Here are the results of the tests I did:
Official Blender 2.34 - Normal Settings - 5 min 6 sec
Official Blender 2.34 - Parts (8X8) - 6 min 33 sec
Official Blender 2.34 - Command Line - 5 min 13 sec
Blender Optimized - Normal Settings - 1 min 19 sec
Blender Optimized - Parts (8X8) - 2 min 43 sec
Blender Optimized - Command Line - 1 min 19 sec
So I came to the conclusion that the best options for my computer and the file I was using was to use blender optimized normal settings. Now of course, results will vary from computer to computer and from file to file.
The file I used was comprised of hundreds of meshes at subsurf level 2 and 3 totaling 1.3 million vertices. No materials, no textures, AO level 4, 3 lamps, OSA 16. All were rendered with my Athlon XP Mobile 2500 chip and 512 megs of ddr400 ram. Splitting up the file into many parts did slow down the process quite a bit. I know that I split up the file into 64 parts, but I tried it with less parts (2X2 and 4X4) and the speed difference was still negative.

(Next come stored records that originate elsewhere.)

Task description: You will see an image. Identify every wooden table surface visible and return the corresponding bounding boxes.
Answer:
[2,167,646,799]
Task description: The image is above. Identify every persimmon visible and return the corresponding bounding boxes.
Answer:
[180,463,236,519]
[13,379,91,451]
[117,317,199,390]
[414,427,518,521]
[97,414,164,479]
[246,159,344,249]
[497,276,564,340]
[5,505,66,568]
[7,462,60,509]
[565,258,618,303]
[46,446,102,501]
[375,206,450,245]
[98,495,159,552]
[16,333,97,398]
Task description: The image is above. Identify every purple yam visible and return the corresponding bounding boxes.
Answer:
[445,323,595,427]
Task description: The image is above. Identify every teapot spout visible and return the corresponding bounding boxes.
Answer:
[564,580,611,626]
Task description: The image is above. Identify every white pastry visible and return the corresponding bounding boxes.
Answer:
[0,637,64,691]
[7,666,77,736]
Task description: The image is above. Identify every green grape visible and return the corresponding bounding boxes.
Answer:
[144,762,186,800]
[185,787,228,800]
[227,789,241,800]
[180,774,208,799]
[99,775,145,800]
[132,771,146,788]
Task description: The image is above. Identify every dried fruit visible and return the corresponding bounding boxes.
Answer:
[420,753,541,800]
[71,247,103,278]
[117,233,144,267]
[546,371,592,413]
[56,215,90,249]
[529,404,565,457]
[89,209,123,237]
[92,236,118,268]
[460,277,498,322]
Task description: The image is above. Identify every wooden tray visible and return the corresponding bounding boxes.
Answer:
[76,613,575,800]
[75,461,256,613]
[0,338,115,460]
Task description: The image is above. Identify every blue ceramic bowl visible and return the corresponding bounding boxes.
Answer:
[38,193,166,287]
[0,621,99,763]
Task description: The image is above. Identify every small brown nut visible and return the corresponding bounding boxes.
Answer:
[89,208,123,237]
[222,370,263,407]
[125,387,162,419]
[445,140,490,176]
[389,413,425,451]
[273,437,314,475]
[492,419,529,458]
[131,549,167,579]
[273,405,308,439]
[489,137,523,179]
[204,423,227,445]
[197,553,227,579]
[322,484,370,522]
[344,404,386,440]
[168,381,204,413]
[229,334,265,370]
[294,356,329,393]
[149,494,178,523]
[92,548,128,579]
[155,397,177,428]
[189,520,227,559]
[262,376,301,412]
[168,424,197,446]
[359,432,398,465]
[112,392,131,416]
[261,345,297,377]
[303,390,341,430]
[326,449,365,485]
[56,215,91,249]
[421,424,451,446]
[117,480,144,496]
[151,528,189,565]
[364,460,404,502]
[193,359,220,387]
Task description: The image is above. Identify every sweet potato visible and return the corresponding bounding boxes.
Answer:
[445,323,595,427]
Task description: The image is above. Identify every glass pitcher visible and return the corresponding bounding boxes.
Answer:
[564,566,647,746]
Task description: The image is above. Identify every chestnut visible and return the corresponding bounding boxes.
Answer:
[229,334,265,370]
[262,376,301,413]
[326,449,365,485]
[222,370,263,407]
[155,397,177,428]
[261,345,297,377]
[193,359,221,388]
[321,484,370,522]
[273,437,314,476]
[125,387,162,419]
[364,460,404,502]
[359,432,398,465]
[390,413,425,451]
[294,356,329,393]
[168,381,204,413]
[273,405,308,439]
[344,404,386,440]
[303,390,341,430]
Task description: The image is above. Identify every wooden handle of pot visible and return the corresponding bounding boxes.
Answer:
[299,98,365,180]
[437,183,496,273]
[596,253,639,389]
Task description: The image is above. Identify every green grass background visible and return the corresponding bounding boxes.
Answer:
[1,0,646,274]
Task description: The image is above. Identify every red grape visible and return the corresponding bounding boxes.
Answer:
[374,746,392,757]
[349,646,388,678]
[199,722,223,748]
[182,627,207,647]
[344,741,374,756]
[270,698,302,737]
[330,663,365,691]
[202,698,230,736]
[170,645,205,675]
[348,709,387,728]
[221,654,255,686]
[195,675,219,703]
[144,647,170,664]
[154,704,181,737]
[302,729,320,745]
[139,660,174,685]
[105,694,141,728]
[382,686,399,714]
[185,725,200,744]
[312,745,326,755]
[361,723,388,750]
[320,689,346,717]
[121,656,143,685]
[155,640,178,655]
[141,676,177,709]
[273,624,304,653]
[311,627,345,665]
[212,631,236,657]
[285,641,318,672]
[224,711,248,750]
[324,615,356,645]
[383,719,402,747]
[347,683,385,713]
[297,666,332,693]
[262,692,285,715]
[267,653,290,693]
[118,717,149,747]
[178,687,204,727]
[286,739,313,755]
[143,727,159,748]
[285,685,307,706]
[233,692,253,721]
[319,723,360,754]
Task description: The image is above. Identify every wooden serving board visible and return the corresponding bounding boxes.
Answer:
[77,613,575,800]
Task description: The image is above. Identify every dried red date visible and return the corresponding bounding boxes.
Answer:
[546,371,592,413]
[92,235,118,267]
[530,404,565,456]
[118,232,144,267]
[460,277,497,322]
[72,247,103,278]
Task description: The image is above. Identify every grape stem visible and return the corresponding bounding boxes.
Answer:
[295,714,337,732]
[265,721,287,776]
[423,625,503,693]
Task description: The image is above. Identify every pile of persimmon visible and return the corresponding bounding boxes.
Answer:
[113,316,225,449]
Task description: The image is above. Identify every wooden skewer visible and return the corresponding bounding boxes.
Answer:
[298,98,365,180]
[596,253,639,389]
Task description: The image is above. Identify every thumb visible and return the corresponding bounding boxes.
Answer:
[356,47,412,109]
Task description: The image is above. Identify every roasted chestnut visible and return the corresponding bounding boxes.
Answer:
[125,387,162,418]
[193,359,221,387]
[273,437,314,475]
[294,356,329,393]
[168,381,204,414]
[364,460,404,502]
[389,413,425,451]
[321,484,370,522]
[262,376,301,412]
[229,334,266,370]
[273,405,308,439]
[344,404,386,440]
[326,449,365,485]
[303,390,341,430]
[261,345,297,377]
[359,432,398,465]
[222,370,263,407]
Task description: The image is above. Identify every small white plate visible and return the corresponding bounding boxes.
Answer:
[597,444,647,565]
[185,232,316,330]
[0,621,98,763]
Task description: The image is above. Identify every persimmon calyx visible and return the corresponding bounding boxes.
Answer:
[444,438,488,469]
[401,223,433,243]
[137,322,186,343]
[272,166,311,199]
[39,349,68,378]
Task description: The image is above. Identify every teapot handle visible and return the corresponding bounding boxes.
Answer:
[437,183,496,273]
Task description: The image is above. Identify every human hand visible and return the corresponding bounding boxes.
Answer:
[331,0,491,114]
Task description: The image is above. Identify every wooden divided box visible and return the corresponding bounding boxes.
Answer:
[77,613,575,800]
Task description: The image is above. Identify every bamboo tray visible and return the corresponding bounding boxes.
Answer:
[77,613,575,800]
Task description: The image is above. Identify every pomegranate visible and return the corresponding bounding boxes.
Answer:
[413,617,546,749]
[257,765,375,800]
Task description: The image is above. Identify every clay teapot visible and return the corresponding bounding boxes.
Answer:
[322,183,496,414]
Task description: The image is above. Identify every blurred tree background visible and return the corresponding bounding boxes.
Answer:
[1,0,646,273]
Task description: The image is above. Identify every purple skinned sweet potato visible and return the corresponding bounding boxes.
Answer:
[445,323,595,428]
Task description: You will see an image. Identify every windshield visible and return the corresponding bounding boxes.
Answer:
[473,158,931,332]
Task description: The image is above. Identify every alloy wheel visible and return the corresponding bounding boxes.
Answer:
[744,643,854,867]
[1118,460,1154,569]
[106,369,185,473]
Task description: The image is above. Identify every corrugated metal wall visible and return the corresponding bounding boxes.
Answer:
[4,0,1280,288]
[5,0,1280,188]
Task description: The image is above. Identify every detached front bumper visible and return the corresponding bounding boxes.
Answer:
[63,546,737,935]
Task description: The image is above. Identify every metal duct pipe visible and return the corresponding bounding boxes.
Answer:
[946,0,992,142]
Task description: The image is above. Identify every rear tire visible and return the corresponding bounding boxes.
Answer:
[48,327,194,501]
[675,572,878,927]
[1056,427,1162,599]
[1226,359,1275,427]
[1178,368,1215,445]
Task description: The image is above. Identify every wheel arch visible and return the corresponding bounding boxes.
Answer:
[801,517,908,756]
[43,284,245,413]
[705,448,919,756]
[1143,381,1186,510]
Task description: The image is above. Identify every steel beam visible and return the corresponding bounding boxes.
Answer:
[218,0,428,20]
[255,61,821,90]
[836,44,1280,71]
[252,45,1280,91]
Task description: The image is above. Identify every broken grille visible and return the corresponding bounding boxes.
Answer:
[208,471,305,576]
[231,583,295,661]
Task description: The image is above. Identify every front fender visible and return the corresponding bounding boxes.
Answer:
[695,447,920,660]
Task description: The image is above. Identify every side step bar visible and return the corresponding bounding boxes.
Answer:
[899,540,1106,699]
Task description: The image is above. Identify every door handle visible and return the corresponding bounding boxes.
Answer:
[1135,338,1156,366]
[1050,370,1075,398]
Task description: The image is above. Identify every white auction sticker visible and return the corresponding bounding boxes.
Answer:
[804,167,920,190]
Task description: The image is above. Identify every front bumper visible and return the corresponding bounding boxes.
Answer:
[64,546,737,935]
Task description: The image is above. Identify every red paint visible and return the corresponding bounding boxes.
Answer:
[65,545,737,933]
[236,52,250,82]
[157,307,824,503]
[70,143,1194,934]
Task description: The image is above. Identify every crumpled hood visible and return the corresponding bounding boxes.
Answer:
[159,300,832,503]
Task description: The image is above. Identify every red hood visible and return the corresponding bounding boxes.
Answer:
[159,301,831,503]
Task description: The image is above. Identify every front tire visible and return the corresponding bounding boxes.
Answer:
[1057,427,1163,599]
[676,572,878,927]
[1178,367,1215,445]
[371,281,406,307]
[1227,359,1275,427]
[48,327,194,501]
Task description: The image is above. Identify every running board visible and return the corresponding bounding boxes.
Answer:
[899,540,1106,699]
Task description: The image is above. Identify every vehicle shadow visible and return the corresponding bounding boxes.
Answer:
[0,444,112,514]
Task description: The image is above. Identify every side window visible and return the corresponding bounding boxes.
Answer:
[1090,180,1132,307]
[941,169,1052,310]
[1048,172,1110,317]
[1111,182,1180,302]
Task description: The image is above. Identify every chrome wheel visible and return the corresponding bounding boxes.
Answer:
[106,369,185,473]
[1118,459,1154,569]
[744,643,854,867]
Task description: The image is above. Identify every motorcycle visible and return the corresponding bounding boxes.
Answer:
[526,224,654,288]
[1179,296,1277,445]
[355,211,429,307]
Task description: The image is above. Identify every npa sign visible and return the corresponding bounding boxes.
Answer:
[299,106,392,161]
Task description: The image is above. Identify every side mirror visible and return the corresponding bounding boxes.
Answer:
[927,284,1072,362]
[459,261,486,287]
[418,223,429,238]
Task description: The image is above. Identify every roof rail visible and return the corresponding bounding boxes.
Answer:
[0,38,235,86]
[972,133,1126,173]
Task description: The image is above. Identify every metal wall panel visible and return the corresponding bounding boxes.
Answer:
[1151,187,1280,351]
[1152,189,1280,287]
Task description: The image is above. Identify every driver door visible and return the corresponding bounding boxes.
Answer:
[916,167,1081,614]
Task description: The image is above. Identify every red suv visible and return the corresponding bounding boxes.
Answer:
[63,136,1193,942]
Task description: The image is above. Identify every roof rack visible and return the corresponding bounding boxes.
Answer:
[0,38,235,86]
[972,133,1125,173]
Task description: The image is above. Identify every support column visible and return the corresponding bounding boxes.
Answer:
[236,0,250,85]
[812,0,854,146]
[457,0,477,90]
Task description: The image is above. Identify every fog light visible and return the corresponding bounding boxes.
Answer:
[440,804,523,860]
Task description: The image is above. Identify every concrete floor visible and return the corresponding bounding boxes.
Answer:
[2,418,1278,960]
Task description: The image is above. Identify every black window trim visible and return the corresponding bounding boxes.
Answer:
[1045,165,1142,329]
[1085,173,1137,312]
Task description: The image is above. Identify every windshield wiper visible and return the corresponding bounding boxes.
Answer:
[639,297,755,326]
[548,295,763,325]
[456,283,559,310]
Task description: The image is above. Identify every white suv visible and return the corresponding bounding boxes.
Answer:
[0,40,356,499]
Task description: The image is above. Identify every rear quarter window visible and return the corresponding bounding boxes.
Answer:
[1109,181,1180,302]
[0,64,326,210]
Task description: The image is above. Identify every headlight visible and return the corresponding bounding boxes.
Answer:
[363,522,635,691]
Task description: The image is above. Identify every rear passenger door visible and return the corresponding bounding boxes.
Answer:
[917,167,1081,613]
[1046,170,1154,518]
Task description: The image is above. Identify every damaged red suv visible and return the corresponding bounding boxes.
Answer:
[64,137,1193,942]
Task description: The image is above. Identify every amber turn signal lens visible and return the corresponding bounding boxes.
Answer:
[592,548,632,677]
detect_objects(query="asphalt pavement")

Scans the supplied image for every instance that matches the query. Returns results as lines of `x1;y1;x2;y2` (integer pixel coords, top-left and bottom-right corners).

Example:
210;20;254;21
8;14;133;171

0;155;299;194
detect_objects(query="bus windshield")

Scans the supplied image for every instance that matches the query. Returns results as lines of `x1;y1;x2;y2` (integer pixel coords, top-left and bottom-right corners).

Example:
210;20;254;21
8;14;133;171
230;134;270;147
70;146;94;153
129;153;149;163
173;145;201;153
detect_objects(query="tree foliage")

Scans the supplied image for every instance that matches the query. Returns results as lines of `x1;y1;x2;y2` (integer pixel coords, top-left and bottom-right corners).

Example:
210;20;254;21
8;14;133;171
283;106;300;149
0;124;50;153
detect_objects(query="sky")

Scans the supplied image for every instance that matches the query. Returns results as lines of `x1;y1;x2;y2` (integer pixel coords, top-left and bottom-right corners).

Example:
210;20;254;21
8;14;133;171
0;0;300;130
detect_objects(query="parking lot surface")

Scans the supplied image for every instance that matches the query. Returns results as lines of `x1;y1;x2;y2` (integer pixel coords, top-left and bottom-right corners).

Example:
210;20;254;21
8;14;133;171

But, what interests me is that maybe this technology can be used to render the image over a network. Just like we currently have network renderers that render animations frame at a time on different computers, we could have a network renderer that renders parts over the network. You could split up the image into a grid labeled with the alphabet on one side and numbers on the perpendicular side. Then tell one computer to render A1 and tell another computer to render A2 and another computer to render A3. Then when their done, render another part. I think this may work. Are there any coders listening? I’m going to go to blender.org to try and get some feedback.